Owen Bourgaize, Castel, Guernsey, United Kingdom
Have you ever noticed that we often see ourselves, specifically our bodies, our facial features differently? In 2013 the soap company Dove decided to explore this phenomenon by hiring an FBI-trained forensic artist to draw sketches of women. The artist was tasked with doing two sketches: one based on how the woman described herself, and the second based on how complete strangers described the women.

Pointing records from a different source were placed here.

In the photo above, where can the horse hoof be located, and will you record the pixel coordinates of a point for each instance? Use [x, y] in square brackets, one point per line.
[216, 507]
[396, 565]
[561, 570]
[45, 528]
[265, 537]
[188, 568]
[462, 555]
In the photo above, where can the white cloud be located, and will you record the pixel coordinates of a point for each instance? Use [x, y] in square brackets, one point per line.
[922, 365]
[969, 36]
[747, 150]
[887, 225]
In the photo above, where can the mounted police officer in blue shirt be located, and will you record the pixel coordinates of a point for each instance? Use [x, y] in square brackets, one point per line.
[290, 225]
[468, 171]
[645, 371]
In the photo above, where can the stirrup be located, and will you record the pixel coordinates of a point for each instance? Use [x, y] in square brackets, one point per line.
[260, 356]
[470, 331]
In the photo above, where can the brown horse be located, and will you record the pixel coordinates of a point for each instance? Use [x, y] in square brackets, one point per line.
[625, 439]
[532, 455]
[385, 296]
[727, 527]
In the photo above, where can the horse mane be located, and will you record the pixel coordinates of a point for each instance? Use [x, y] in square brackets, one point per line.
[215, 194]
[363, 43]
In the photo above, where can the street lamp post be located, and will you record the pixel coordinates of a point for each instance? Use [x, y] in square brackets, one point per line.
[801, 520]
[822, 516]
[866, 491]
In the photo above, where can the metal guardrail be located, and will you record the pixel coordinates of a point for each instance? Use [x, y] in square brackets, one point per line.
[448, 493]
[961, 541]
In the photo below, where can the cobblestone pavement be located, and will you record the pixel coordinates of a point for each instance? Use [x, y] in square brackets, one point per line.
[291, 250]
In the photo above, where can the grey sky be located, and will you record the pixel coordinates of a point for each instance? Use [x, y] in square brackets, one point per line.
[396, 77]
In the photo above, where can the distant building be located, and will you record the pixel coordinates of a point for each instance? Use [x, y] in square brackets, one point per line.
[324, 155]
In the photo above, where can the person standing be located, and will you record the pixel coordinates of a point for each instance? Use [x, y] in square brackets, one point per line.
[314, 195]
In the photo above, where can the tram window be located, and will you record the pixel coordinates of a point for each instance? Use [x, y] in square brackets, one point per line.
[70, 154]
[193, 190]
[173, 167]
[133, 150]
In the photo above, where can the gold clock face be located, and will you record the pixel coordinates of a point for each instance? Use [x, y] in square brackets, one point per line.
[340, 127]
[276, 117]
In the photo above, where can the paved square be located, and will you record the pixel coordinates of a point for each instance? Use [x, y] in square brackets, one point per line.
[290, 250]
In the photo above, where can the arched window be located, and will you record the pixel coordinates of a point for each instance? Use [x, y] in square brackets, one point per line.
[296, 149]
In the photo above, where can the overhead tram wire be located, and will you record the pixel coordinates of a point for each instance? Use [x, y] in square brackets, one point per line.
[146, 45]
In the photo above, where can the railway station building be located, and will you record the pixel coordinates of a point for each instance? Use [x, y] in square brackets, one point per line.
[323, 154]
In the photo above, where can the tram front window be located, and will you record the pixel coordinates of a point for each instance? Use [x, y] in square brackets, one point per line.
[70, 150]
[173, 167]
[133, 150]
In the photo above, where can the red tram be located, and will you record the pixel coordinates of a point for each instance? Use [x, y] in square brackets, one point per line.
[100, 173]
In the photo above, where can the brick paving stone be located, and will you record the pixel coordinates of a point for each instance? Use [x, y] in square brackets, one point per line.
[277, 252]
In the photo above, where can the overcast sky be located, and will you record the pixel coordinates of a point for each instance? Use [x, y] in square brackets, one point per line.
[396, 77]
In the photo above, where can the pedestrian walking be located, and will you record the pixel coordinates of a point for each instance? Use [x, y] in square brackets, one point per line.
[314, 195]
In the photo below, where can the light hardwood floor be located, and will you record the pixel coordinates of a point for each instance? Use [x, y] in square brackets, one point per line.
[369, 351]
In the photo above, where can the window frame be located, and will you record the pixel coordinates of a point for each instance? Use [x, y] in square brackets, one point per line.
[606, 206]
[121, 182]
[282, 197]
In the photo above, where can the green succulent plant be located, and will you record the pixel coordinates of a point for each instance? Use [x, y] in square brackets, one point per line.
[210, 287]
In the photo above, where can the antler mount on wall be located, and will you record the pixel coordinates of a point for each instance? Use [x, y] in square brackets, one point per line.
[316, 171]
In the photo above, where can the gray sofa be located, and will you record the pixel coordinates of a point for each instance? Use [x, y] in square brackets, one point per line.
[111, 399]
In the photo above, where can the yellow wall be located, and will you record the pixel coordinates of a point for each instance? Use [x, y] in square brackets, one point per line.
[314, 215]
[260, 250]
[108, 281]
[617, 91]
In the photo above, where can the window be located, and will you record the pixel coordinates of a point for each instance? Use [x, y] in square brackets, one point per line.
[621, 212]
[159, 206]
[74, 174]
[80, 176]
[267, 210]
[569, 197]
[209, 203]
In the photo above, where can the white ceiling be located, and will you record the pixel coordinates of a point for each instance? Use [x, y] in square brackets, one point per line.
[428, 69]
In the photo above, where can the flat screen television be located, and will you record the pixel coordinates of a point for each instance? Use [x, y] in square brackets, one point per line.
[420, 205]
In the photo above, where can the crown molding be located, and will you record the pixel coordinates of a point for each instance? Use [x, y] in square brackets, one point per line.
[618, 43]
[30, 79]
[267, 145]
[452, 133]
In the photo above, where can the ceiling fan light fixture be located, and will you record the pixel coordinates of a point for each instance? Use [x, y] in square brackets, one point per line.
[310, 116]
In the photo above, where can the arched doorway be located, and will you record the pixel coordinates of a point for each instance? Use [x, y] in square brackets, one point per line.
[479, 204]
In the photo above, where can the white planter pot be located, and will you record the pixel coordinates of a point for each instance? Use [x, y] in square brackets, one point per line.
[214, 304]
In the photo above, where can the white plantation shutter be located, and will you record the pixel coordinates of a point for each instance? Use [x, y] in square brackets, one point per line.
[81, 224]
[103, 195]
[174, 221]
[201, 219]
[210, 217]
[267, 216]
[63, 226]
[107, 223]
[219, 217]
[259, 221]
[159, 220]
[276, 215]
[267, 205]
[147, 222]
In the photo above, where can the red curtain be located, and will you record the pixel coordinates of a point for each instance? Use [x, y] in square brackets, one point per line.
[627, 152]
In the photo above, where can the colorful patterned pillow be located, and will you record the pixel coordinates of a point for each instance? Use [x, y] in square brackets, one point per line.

The results were shocking. The sketches done based on the description of the strangers were always more beautiful than the ones described by the women themselves. The point of the ad was rather obvious: most woman do not appreciate their own beauty, nor can they accurately describe how they look. The goal of the ad was to help woman see their own beauty and to foster a greater appreciation for their own beauty.
Stuart Strachan Jr.
Whose the Fairest of Them All?
In Disney’s Snow White, when the wicked witch stares in the mirror, she asks a basic question: “Who’s the fairest of them all?” It is a natural, human tendency to measure ourselves against others. But what if that mirror provides a cracked perspective? How do we resist the temptation to define ourselves externally, via comparison with others, and instead develop an integrated self, content within our own parameters? Are there feelings of frustration and inadequacy burrowed into our psyche that we may not even be aware of?